Una masacre olvidada en una aldea de Líbano
El 29 de septiembre, Hezbolá confirmó la muerte de su líder, Hasan Nasralá, en un bombardeo israelí. Los dos días siguientes, y con medio Líbano en shock, el ejército de Israel atacó por primera vez en dos décadas un edificio en el centro de Beirut, bombardeó Yemen e invadió el sur de Líbano. La excepcionalidad de los acontecimientos se comió los informativos, relegando otro bombardeo ese mismo día 29 en Ain El Delb, una desconocida aldea cerca de la ciudad de Sidón, a los rótulos inferiores de los telediarios. Murieron 71 personas, enterradas con ladrillos en vez de lápidas.

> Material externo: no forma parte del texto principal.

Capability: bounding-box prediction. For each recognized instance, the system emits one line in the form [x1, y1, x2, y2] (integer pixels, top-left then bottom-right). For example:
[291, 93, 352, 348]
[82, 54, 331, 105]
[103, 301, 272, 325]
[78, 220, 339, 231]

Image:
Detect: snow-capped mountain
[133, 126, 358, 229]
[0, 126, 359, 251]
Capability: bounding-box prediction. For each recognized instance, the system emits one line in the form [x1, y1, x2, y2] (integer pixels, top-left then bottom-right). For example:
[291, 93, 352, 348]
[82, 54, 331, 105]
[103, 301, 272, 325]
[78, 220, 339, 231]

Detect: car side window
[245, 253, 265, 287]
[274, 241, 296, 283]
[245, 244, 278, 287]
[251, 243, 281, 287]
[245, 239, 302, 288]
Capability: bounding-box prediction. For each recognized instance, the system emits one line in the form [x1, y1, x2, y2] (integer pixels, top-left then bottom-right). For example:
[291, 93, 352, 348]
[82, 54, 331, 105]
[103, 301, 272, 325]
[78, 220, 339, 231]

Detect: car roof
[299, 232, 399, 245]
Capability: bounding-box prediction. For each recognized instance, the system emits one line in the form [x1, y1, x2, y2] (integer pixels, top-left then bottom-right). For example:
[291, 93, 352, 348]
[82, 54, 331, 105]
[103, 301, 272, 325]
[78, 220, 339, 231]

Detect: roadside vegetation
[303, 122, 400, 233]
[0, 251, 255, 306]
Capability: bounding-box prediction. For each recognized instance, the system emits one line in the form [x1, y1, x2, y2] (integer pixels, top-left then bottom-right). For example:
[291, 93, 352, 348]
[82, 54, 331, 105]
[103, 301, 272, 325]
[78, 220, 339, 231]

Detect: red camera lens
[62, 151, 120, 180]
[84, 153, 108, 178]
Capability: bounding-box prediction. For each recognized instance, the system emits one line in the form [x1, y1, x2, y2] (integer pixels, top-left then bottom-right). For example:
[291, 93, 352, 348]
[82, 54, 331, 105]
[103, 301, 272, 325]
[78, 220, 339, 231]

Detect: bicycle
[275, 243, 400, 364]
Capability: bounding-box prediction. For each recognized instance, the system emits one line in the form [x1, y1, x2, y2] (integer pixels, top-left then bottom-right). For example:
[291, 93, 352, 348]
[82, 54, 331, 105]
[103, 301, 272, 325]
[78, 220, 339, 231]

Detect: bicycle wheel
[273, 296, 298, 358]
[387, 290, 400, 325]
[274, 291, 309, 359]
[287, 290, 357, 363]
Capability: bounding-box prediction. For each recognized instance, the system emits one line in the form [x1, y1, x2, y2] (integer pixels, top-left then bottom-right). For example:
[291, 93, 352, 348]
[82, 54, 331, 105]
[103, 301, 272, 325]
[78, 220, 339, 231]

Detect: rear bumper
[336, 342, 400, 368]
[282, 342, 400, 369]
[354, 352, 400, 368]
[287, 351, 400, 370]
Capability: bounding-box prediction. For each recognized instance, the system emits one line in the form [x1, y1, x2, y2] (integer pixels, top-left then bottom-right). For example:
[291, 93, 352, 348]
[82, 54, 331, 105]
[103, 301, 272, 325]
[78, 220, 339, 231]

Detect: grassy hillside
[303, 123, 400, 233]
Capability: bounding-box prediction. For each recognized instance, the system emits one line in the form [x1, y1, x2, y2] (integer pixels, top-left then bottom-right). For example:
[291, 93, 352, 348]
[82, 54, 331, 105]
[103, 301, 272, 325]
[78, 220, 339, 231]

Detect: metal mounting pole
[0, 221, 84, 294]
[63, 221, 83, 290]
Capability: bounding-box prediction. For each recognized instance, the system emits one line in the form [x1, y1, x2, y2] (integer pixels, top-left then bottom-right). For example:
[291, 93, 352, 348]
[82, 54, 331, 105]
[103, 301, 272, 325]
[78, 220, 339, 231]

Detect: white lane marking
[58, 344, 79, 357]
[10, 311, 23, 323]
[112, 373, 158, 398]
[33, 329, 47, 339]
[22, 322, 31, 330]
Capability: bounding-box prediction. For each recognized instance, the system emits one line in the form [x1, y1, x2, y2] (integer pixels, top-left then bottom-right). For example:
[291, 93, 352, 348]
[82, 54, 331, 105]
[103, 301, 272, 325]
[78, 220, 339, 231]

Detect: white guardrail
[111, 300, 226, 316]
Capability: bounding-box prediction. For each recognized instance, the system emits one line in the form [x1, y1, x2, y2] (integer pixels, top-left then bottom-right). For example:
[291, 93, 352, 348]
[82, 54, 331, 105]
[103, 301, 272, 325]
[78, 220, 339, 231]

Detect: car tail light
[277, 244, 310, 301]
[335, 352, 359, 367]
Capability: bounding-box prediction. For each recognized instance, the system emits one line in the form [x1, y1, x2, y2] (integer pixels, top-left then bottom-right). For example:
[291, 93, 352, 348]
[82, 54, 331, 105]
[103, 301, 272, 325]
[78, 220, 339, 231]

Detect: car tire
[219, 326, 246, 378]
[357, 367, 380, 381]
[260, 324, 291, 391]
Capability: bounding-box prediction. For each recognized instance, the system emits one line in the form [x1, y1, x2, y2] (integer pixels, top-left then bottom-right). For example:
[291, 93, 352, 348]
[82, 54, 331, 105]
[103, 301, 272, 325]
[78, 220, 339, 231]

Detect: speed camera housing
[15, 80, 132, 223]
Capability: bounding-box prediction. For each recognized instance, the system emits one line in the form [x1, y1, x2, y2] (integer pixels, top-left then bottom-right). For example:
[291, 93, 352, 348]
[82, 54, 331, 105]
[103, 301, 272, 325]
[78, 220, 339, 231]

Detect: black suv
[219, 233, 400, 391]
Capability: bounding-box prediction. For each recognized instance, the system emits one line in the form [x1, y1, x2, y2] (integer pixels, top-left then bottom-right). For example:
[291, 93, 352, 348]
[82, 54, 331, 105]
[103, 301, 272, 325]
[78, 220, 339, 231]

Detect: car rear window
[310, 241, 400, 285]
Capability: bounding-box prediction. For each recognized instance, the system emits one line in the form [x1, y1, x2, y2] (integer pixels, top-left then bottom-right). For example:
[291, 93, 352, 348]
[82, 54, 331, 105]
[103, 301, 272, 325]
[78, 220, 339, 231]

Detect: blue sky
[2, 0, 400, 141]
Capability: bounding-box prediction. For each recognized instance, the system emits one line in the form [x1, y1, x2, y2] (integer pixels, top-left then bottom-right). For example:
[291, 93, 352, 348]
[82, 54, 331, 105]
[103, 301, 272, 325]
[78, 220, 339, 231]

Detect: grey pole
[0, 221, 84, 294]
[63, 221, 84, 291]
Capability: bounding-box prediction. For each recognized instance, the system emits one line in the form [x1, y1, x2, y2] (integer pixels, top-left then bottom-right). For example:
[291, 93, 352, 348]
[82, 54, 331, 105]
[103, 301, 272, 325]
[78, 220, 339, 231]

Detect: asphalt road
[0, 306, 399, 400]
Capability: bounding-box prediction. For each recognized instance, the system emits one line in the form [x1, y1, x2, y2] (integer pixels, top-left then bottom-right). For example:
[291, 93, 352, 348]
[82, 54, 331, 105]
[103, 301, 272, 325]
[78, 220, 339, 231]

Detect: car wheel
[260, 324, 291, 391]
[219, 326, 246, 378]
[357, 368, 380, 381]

El edificio, de seis plantas y con más de 70 apartamentos que albergaban a un centenar de personas ―entre residentes y desplazados de las partes más castigadas por los bombardeos―, se vino abajo unos dos minutos después del impacto del misil, según cuentan testigos, supervivientes y personal sanitario, y se puede ver en un vídeo grabado con un teléfono móvil. Es otra masacre olvidada, como las de Gaza que ahora comienza a vivir Líbano, tras más de 1.300 muertos en las últimas semanas. El ejército israelí ―que puede tardar segundos en anunciar “asesinatos selectivos” de dirigentes de Hamás, Hezbolá o la Yihad Islámica― no se pronunció sobre el ataque en su momento, ni explica ahora cuál era el objetivo.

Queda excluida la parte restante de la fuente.